Travolta is in his prime spotlight as a Brooklyn kid aiming to make it big on the dance floor. There isn’t much to the movie other than the need for fame–as brief as it may be–and the most obvious theme of the film, which is learning to treat women as something more than just sex objects. Tony and his pals all join together at 2001 Odyssey, a crummy disco club with dizzying strobe lights and a constantly-waxed dance floor where Tony is often encouraged to let loose and show everyone his moves. When he’s not doing that, he’s sitting at the bar watching a topless stripper do her thing. And he’s only 19.

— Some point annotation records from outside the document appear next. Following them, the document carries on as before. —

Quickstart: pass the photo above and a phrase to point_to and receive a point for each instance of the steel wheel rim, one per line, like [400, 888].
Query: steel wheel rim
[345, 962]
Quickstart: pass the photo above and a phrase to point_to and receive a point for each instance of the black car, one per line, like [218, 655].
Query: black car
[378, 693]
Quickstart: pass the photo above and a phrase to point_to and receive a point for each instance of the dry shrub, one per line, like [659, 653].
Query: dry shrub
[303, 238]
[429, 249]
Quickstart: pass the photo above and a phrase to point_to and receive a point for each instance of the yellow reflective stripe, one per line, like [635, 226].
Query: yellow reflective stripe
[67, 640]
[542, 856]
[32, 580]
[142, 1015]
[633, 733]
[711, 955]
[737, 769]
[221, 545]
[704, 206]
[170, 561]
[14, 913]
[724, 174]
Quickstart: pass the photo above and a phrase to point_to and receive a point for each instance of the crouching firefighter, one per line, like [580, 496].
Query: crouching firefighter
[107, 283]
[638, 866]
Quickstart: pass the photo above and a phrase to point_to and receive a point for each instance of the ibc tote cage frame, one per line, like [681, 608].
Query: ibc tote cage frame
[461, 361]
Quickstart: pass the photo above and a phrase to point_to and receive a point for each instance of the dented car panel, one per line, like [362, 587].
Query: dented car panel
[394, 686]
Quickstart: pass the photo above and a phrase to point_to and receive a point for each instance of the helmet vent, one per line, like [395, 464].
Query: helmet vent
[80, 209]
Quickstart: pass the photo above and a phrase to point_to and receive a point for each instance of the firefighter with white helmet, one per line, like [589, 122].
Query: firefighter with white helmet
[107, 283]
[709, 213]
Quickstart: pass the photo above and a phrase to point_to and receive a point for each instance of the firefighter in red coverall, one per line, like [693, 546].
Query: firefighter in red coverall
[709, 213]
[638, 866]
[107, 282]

Part of this movie is learning to grow up, and treat women as something more than Tony is used to treating them. But that’s one of two primary plots–the other is, of course, trying to break away from a boring life. Tony comes from an Italian background, and he lives in a bad area of town. His mother is proud of her eldest son, who became a priest, and she’s discouraged by the fact that her other son doesn’t seem to care about making anything out of his life. We get the feeling that Tony’s parents once had the same outlook as their son, and fear he may be going down their own path. After Tony gets a raise from $3 to $4, his father tells him that $4 can’t even buy $3. His son swears at him and storms away.

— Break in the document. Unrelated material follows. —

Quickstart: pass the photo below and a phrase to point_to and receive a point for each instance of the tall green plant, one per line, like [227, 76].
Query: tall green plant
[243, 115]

In an era of test groups, sequels, remakes galore, and competing entertaining alternatives you are not likely to see a movie as entertaining and thoughtful as ‘Saturday Night Fever’. This is one of my all-time favorite films that I have enjoyed even more with each viewing over the years.
Movie Content: 9.5/10
The print is presented in 1080p/AVC MPEG-4 with a 1.85:1 aspect ratio. The film is 31 years old this year. I have seen the film on broadcast television and the two DVD releases over the years, the film has never looked so good. The print has been cleaned up rather well for the Blu-ray release when compared to the DVD. While things aren’t perfect, there is grain still on the print, but nowhere near what was found on the DVD. I found the colors to be rather soft. Black levels are strong.
Print Quality: 8.5/10
The audio is presented in Dolby TrueHD 5.1 mix. This is an excellent mix that could easily sell those on the fence about the format for a catalog title of this age. The soundfield is immersive at all times no matter if it is the soundtrack or dialogue. I was surprised with the 70’s disco music sounding so good. Dialogue is also well placed in the center channel sounding crisp and clear.
Audio Quality: 9/10
- “Commentary by Director John Badham”
- “Catching The Fever”
- A 30-Year Legacy
- Making Soundtrack History
- Platforms & Polyster
- Deejays & Discos
- Spotlight on Travolta
- Back to Bay Ridge
- Dance Like Travolta with John Cassese
- Fever Challenge!
- ’70s Discopedia
- Deleted Scenes
All features are presented in standard definition. All the features from the previous DVD release have been ported over for this release.
Special Features: 8/10
The Final Word
‘Saturday Night Fever’ still holds up rather well here in 2009 and there has no’t been another film like it. This film is in my top list for films of all-time. On Blu-ray, the film excels with great video and audio for a catalog title at the age of 31 year old print. If you are a fan of the film, I highly recommend this as a purchase.